2 Pour la notification des
actes de poursuite, l’office cantonal des poursuites peut faire appel à la
commune dans laquelle doit intervenir la notification.

Nature de l’intervention

3 Dans l’exécution de leur
mission, la police cantonale et les fonctionnaires communaux agissent en
qualité d’auxiliaires des offices cantonaux, au sens de l’article 5, alinéa 1,
de la loi fédérale.

Nature et montant des frais

4 Les frais engendrés par
l’intervention de la police cantonale et des fonctionnaires communaux
constituent des débours, au sens de l’ordonnance fédérale sur les émoluments
perçus en application de la loi fédérale sur la poursuite pour dettes et la
faillite, du 23 septembre 1996.

5 Le Conseil d’Etat fixe un
tarif unique pour la notification des actes par les communes.

## Art. 15 {#art_15}

Consignations

La caisse de
l'Etat remplit les fonctions de caisse des consignations. Un règlement du
Conseil d'Etat règle les rapports de la caisse avec les offices cantonaux(6).

## Art. 16 — Responsabilité du canton {#art_16}

1 L'action en responsabilité contre le canton au sens de
l'article 5 de la loi fédérale est de la compétence du Tribunal de première
instance. Le code de procédure civile suisse est applicable.

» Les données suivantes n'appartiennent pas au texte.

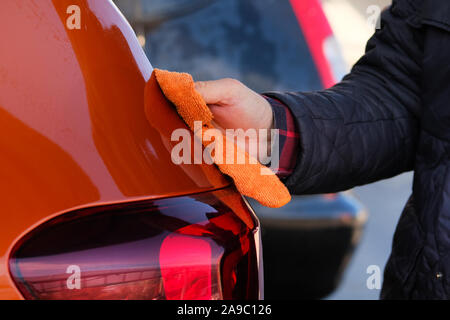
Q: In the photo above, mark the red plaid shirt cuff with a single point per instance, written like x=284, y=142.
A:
x=289, y=137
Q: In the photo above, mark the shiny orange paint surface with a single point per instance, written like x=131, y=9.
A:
x=72, y=127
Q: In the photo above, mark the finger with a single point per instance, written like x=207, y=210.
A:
x=216, y=92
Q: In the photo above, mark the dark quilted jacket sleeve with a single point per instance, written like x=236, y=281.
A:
x=365, y=128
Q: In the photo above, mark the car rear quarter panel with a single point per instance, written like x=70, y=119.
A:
x=73, y=132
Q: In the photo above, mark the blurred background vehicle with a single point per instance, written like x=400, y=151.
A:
x=268, y=45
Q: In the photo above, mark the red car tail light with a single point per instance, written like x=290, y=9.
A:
x=202, y=246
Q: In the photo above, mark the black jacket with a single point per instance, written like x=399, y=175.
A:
x=391, y=114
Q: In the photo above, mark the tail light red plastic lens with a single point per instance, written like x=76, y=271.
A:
x=195, y=247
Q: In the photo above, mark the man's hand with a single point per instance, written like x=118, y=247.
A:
x=235, y=106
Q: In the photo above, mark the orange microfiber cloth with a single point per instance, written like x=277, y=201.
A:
x=266, y=188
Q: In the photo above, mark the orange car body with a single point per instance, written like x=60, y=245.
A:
x=73, y=133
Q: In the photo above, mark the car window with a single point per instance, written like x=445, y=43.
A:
x=256, y=41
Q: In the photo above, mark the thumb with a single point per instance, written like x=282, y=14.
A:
x=217, y=92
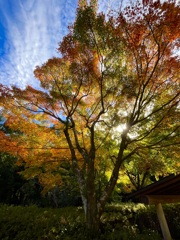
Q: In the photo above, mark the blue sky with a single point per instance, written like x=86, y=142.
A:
x=30, y=31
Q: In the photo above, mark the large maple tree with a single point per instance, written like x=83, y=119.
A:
x=116, y=70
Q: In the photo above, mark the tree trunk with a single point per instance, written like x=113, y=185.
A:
x=92, y=216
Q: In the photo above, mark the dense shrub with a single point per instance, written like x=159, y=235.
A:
x=119, y=222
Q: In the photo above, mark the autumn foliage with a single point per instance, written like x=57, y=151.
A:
x=116, y=70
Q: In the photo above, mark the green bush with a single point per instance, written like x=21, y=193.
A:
x=121, y=222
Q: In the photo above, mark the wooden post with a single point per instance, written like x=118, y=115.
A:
x=163, y=222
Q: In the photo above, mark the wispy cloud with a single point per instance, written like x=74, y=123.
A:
x=33, y=30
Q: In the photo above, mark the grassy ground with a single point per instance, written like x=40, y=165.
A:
x=121, y=222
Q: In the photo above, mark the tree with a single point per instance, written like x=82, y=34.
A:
x=120, y=70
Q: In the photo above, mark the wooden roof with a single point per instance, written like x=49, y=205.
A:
x=165, y=190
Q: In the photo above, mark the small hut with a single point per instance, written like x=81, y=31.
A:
x=166, y=190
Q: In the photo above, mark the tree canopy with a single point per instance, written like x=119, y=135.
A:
x=115, y=72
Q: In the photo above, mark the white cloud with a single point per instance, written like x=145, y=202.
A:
x=33, y=33
x=33, y=30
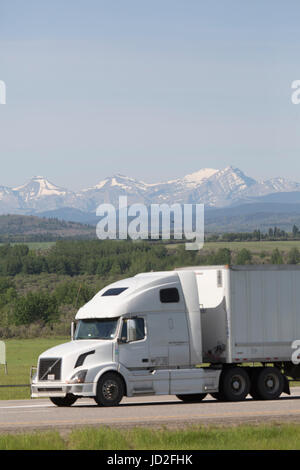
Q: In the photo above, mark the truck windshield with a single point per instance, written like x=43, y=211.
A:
x=96, y=329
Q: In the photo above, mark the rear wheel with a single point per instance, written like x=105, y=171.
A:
x=268, y=384
x=110, y=390
x=192, y=398
x=68, y=400
x=234, y=384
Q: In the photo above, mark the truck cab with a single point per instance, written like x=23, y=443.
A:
x=138, y=336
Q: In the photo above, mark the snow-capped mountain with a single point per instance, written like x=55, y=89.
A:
x=215, y=188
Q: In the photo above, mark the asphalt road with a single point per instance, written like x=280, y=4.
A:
x=21, y=415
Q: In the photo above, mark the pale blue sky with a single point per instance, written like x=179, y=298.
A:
x=150, y=89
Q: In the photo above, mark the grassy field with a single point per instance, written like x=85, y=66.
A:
x=255, y=247
x=35, y=245
x=21, y=354
x=262, y=437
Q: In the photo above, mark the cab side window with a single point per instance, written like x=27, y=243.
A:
x=139, y=330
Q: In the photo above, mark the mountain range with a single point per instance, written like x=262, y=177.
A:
x=227, y=193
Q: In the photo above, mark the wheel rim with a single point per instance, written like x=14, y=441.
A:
x=238, y=384
x=271, y=383
x=110, y=390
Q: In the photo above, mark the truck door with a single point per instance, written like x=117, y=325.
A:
x=133, y=345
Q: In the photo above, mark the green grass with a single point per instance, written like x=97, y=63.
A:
x=21, y=354
x=35, y=245
x=254, y=247
x=250, y=437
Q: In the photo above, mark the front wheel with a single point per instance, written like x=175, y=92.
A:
x=110, y=390
x=192, y=398
x=68, y=400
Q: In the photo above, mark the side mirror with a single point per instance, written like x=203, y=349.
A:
x=73, y=325
x=131, y=330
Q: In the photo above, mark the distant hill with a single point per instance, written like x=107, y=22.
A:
x=27, y=228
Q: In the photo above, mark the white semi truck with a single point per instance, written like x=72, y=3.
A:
x=228, y=331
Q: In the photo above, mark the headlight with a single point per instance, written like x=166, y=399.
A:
x=78, y=378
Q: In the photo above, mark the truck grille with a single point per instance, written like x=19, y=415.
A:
x=50, y=367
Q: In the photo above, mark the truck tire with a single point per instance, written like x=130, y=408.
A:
x=68, y=400
x=192, y=398
x=217, y=396
x=234, y=384
x=268, y=384
x=110, y=390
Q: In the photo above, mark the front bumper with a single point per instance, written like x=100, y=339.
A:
x=61, y=389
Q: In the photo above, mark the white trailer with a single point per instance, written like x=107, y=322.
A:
x=223, y=330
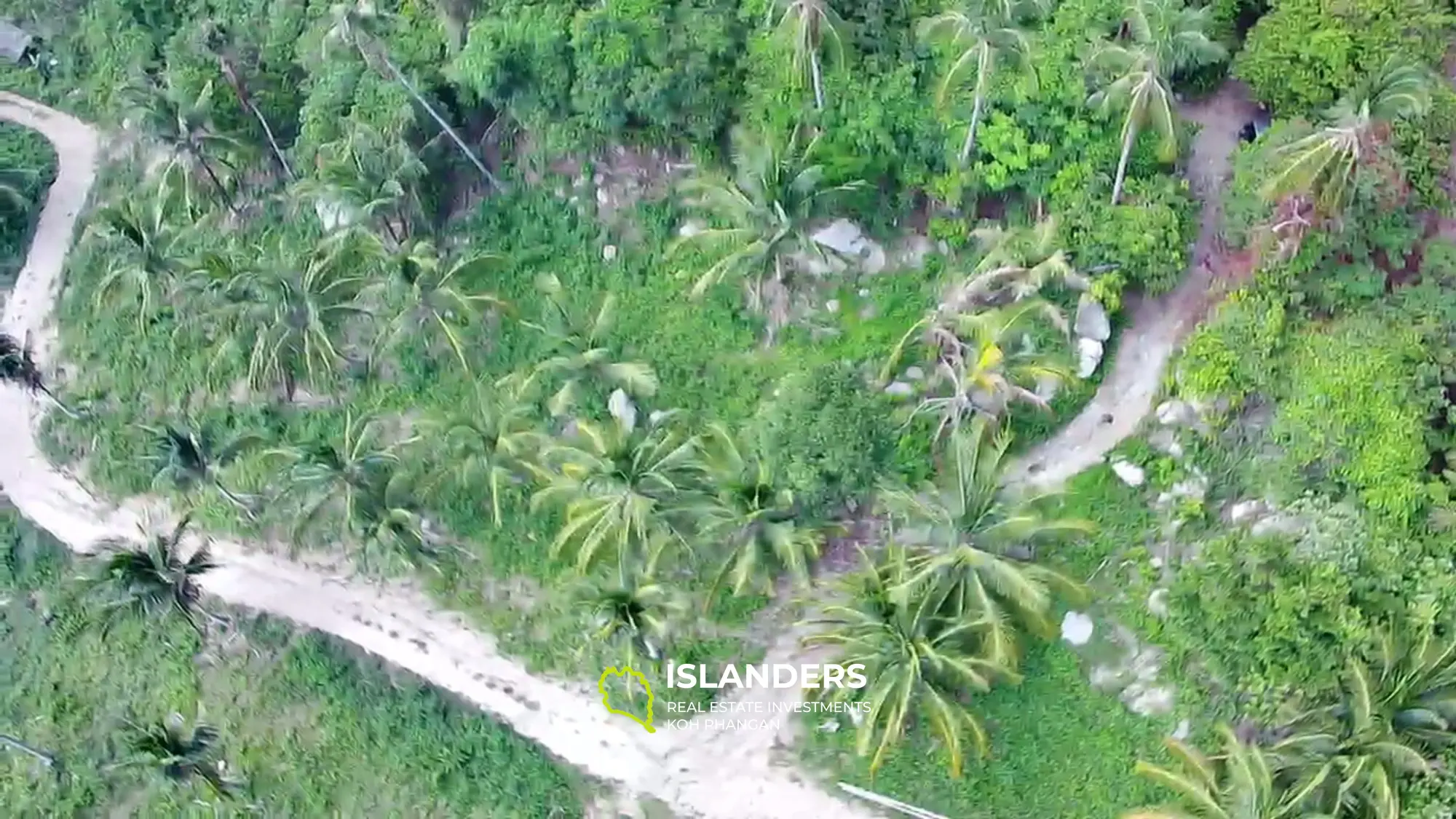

2 Lorsque le canton répond d'un
dommage causé intentionnellement ou par négligence grave par une personne qui
n'est ni magistrat, ni fonctionnaire, ni agent de l'Etat, il dispose d'une
action récursoire contre cette dernière. Le tribunal compétent est le Tribunal
de première instance. L'action est soumise aux règles générales du code civil
suisse, du 10
décembre 1907, appliqué au
titre de droit cantonal supplétif. Le code de procédure civile suisse est
applicable.

Chapitre IV Dispositions
pénales

## Art. 17 {#art_17}

Infractions

Le préposé ou
l'administration de la masse dressent des procès-verbaux constatant les
infractions prévues aux articles 145, 159, 163 à 171 bis, 323 à 325 du code
pénal suisse, du 21 décembre 1937, et les transmettent au Ministère public.

## Art. 18 {#art_18}

Sanctions en cas de
non comparution

1 Les offices cantonaux(6)
et l’autorité de surveillance peuvent contraindre le débiteur ou le failli à se
présenter devant eux lorsqu'ils estiment sa présence nécessaire. Ils peuvent le
menacer de la peine prévue à l'article 292 du code pénal suisse, du 21 décembre
1937.

2 Si le débiteur ou le
failli n’obtempère pas malgré une mise en demeure, les offices cantonaux(6)
et l’autorité de
surveillance peuvent requérir l’assistance de la force publique pour le
contraindre à se présenter.(4)

Chapitre V Dispositions
finales et transitoires

## Art. 19 {#art_19}

Disposition transitoire

Les
dispositions relatives à la composition de l’autorité de surveillance
s’appliquent aux procédures en cours à l’entrée en vigueur de la présente loi.

## Art. 20 {#art_20}

(7) Clause abrogatoire

Sont
abrogées :

a) la loi d’application dans le canton de Genève de la loi
fédérale sur la poursuite pour dettes et la faillite, du 16 mars 1912;

b) la loi réglementant la profession d’agent d’affaires, du
2 novembre 1927.

## Art. 21 {#art_21}

Entrée en vigueur

Le
Conseil d'Etat fixe la date d'entrée en vigueur de la présente loi.